Tag Archives: animals in history

Horses and humans in the history of neurology

Towards the end of the 19th century, there was increasing interest in comparative pathology, comparative neurology or – let’s use this one for simplicity’s sake – comparative neuro-pathology. This was the idea that, by studying the brain and nervous system of an animal, one could extrapolate the knowledge gained in such investigation to human subjects. The Journal of Comparative Neurology, for example, published its first issue in 1891. In an era captivated by evolutionary theory, an animal’s brain offered to reveal something of cerebral development, demonstrating ‘by what steps the lower faculties of animals may have passed by natural process of development into the higher faculties of man’. The use of animals in scientific research at this time has previously been discussed on this blog by Mike Finn, who highlighted popular responses to the cerebral localisation work of David Ferrier (often using monkeys or cats), whilst Liz Gray has examined the work of William Lauder Lindsay, who was interested in the ‘psychopathology’ of animals.

From C. Watson, 'The Pathogenesis of Tabes and Allied Conditions in the Cord' (1901).

From C. Watson, ‘The Pathogenesis of Tabes and Allied Conditions in the Cord’ (1901). The horse’s hind legs assume an unusual position and the right rear knee joint is prominent.
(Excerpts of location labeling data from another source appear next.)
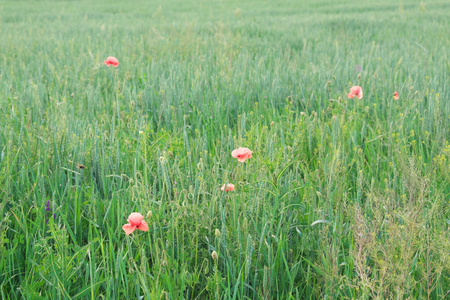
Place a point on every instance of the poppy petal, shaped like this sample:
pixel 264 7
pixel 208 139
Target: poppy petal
pixel 128 228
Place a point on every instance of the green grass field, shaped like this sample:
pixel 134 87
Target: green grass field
pixel 342 199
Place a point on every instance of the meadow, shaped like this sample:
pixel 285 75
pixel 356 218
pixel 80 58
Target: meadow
pixel 341 199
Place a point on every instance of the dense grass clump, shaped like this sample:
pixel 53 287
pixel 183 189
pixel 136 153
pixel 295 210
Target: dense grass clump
pixel 342 198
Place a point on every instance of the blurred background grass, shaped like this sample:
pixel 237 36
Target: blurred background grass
pixel 200 79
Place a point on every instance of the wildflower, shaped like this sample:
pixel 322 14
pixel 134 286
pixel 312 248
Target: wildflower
pixel 241 154
pixel 135 221
pixel 228 188
pixel 111 60
pixel 395 96
pixel 355 91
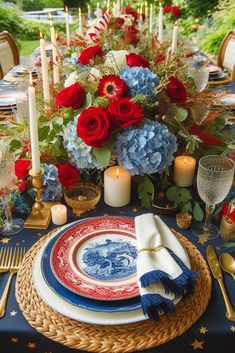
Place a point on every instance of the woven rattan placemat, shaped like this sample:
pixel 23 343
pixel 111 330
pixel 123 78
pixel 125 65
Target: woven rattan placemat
pixel 118 338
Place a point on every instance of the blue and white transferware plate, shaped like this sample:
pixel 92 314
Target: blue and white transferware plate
pixel 97 258
pixel 77 300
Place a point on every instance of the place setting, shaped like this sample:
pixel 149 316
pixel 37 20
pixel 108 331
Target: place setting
pixel 117 201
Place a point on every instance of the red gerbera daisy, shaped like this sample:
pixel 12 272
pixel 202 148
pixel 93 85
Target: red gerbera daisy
pixel 112 86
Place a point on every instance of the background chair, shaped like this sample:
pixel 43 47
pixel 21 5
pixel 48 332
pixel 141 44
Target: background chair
pixel 226 54
pixel 9 54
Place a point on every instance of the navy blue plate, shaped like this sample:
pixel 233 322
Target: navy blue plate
pixel 75 299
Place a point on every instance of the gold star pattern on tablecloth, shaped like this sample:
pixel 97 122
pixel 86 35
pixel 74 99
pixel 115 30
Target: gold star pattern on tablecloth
pixel 13 313
pixel 202 239
pixel 5 240
pixel 31 345
pixel 197 344
pixel 203 330
pixel 14 340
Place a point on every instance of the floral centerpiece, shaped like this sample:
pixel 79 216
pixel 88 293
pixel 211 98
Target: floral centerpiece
pixel 126 100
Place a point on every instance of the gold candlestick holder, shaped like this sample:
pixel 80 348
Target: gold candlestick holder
pixel 40 216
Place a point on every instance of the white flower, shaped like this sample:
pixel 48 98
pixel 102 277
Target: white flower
pixel 116 59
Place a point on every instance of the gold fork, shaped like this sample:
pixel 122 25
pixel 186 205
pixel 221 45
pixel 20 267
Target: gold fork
pixel 5 259
pixel 17 258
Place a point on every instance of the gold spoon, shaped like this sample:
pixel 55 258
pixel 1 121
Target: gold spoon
pixel 227 263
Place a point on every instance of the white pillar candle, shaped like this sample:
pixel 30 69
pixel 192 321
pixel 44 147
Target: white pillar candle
pixel 160 24
pixel 117 186
pixel 33 124
pixel 44 66
pixel 59 214
pixel 151 19
pixel 184 170
pixel 174 38
pixel 80 21
pixel 67 26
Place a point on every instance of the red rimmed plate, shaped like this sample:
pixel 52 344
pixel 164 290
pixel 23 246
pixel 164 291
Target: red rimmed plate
pixel 97 259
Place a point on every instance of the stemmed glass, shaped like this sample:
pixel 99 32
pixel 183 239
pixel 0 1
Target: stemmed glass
pixel 7 185
pixel 214 180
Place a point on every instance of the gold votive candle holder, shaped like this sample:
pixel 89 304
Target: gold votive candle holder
pixel 83 197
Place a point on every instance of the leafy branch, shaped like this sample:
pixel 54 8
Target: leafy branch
pixel 183 199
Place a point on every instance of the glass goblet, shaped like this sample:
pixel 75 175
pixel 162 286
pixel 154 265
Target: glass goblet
pixel 7 184
pixel 214 180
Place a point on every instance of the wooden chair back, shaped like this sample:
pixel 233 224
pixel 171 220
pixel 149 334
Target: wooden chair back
pixel 226 53
pixel 9 54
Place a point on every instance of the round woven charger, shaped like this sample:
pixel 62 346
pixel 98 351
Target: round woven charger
pixel 118 338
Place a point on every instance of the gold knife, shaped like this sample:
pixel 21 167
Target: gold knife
pixel 217 274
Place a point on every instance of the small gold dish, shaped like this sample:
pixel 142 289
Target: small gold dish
pixel 82 197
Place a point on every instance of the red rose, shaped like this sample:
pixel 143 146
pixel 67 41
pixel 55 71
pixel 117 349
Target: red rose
pixel 132 35
pixel 124 112
pixel 94 126
pixel 22 168
pixel 89 55
pixel 176 11
pixel 134 59
pixel 130 11
pixel 22 186
pixel 167 9
pixel 160 58
pixel 176 91
pixel 71 97
pixel 68 175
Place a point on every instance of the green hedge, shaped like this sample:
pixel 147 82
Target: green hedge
pixel 11 20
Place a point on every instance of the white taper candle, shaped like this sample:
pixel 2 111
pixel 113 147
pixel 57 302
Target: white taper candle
pixel 33 124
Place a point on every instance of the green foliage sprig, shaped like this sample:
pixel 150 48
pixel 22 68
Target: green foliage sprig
pixel 182 198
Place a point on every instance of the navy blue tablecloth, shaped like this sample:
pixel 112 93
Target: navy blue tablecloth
pixel 211 333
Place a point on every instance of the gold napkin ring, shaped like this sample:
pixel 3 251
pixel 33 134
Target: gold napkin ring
pixel 152 249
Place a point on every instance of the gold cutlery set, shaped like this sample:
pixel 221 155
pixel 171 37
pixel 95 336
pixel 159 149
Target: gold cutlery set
pixel 10 261
pixel 227 263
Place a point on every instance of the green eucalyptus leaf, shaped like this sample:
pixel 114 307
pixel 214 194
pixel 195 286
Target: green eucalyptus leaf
pixel 103 154
pixel 172 193
pixel 15 145
pixel 197 212
pixel 181 114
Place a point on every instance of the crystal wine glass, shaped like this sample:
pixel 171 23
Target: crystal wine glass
pixel 7 184
pixel 214 180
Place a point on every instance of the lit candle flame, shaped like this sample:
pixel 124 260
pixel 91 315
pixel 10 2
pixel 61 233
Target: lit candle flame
pixel 30 80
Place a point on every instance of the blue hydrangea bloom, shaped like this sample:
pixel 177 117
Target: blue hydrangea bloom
pixel 79 153
pixel 140 80
pixel 20 206
pixel 52 190
pixel 147 149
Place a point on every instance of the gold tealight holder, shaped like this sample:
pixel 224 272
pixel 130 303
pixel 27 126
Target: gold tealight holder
pixel 82 197
pixel 40 216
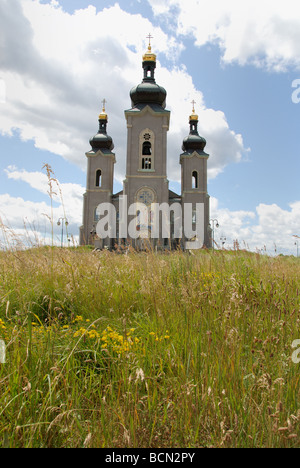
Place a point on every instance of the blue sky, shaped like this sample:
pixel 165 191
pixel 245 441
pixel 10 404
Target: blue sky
pixel 237 62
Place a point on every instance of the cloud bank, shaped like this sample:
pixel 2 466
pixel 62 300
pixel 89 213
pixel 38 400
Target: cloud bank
pixel 59 67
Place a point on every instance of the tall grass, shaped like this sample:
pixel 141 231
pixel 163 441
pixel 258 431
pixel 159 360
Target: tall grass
pixel 146 350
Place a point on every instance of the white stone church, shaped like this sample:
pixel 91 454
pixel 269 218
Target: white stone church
pixel 146 170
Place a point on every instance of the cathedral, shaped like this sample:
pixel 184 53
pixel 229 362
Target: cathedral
pixel 146 176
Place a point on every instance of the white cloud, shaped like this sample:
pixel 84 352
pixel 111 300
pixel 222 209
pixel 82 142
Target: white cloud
pixel 270 228
pixel 59 67
pixel 266 228
pixel 265 33
pixel 67 197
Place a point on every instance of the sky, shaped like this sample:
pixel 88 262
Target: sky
pixel 240 62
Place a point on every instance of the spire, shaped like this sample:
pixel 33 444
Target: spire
pixel 103 115
pixel 148 92
pixel 102 140
pixel 149 56
pixel 193 142
pixel 103 118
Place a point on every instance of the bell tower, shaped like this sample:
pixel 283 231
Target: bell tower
pixel 193 162
pixel 99 186
pixel 147 126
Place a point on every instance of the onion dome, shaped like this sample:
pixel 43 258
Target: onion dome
pixel 101 140
pixel 148 92
pixel 193 142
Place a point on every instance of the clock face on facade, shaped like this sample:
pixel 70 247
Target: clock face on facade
pixel 146 196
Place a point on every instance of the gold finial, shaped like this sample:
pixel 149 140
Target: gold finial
pixel 149 56
pixel 194 116
pixel 103 114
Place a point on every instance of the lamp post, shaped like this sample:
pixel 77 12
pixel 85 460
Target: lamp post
pixel 223 240
pixel 296 242
pixel 62 221
pixel 212 227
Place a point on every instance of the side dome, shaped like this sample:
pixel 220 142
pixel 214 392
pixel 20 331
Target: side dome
pixel 101 140
pixel 193 142
pixel 148 92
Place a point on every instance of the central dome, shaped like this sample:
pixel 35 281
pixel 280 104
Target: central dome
pixel 148 92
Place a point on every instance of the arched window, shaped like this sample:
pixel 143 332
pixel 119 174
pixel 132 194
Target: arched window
pixel 194 179
pixel 98 178
pixel 96 215
pixel 147 151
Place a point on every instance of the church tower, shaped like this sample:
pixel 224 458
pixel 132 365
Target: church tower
pixel 146 178
pixel 193 162
pixel 147 125
pixel 99 186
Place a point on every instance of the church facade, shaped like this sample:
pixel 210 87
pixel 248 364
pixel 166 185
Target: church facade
pixel 146 179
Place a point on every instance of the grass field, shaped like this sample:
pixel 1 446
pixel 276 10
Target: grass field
pixel 148 350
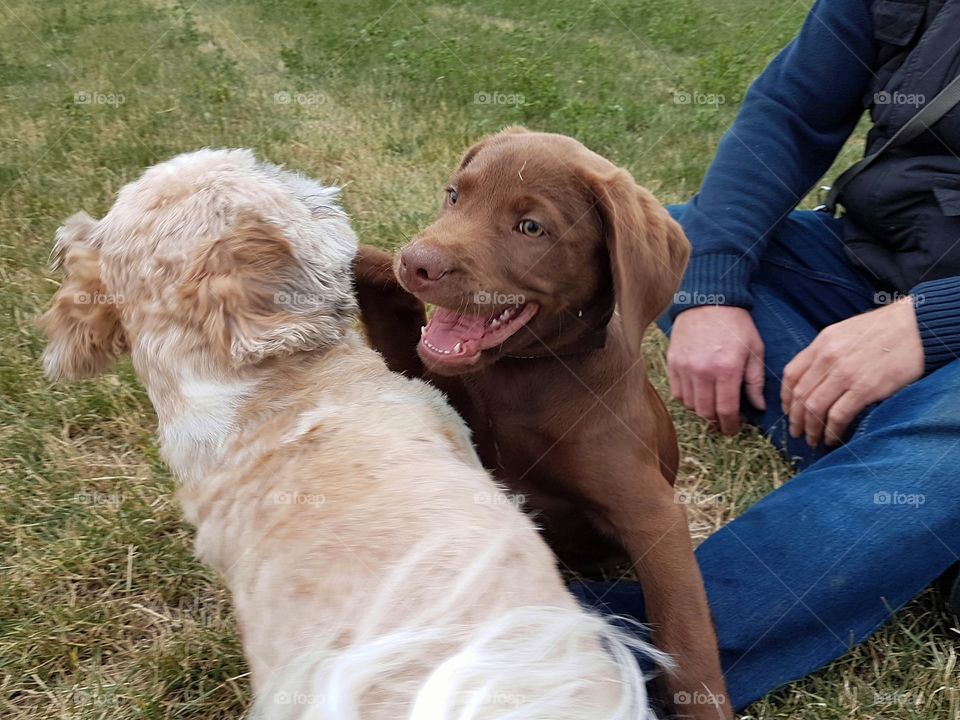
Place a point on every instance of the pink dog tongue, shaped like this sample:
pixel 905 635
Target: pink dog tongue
pixel 447 328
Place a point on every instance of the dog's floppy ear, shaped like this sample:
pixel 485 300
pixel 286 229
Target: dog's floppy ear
pixel 252 297
pixel 648 250
pixel 83 323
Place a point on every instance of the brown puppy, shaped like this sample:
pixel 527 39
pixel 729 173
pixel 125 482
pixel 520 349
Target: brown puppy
pixel 547 263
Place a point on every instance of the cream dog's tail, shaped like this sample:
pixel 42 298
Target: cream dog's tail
pixel 526 663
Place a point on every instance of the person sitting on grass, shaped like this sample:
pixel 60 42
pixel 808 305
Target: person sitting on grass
pixel 837 335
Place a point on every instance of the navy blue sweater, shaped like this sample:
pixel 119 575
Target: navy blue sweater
pixel 792 124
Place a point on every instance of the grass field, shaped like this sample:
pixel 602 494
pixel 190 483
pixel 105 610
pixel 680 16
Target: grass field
pixel 103 611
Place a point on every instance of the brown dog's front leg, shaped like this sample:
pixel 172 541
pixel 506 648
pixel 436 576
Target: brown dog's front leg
pixel 391 316
pixel 657 539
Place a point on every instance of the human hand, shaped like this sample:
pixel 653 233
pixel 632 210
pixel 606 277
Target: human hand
pixel 848 366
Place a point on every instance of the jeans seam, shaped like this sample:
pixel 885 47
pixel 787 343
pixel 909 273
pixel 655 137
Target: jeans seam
pixel 797 336
pixel 825 277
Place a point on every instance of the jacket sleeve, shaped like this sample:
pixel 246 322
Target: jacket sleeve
pixel 790 127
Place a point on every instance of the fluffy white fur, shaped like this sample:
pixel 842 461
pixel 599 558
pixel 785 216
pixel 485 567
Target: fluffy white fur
pixel 339 501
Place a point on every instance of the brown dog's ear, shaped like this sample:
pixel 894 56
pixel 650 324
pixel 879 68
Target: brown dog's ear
pixel 249 295
pixel 472 151
pixel 648 250
pixel 83 323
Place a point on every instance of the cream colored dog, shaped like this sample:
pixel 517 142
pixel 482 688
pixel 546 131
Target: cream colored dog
pixel 376 569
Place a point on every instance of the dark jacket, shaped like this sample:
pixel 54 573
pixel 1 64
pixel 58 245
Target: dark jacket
pixel 792 124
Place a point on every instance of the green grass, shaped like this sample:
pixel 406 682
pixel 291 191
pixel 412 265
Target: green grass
pixel 103 611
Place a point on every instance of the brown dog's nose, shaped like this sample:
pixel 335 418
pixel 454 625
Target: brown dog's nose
pixel 421 266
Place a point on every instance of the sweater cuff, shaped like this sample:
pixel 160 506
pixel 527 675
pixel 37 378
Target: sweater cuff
pixel 713 280
pixel 937 304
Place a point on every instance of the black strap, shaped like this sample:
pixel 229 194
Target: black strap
pixel 925 118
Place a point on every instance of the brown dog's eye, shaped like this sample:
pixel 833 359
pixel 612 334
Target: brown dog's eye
pixel 531 228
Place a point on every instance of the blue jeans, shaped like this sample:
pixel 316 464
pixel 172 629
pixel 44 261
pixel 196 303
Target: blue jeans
pixel 822 562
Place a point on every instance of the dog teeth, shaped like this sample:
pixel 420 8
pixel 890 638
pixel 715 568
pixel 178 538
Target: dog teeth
pixel 441 350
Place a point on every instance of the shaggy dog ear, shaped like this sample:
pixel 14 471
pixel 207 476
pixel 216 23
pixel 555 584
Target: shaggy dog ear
pixel 250 295
pixel 83 323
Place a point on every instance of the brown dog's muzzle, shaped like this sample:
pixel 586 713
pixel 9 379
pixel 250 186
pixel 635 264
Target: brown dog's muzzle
pixel 420 267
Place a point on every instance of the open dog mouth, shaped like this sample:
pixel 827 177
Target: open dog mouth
pixel 452 338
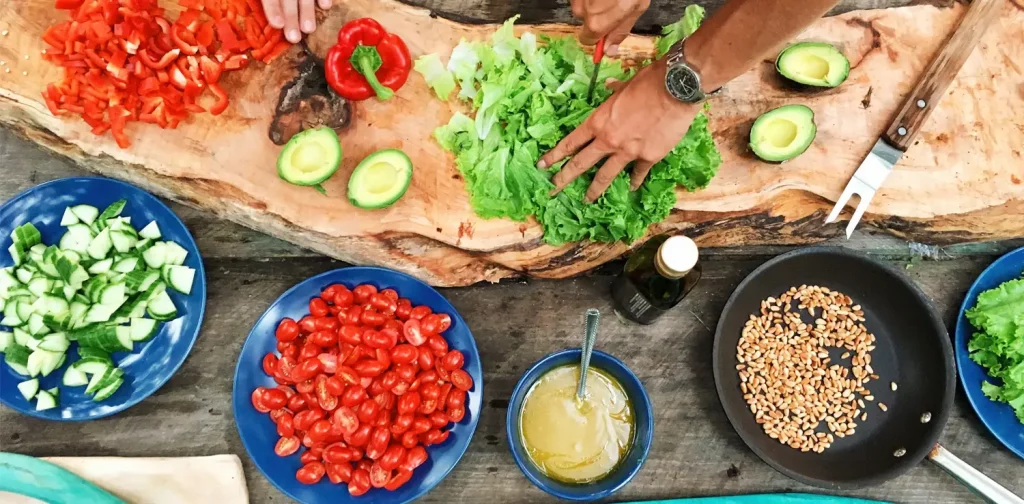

Animals might also be used to reveal something of the nature of neurological disorders which had distinct physical symptoms. In 1901, Chalmers Watson of the Scottish Asylums tried to advance existing knowledge about tabes, a degenerative condition of the spinal cord: ‘If the etiology of tabes were accurately determined,’ he said, ‘a large and important chapter in neurology could be written’. In setting about this task, Watson presented a clinical case study not of a human patient, but of a horse. He had seen a horse that exhibited tabes-like symptoms, with an unusual gait and prominent knee-joint that recalled the Charcot’s knee seen in humans. The horse went on to suffer a seizure, afterwards developing the signs of ‘Stringhalt’. Stringhalt is a condition affecting horses in which the hind legs flex whilst walking. It may be most marked when the animal is frightened, turns, or has to back up slowly. (You can see a video of a horse with the condition here.)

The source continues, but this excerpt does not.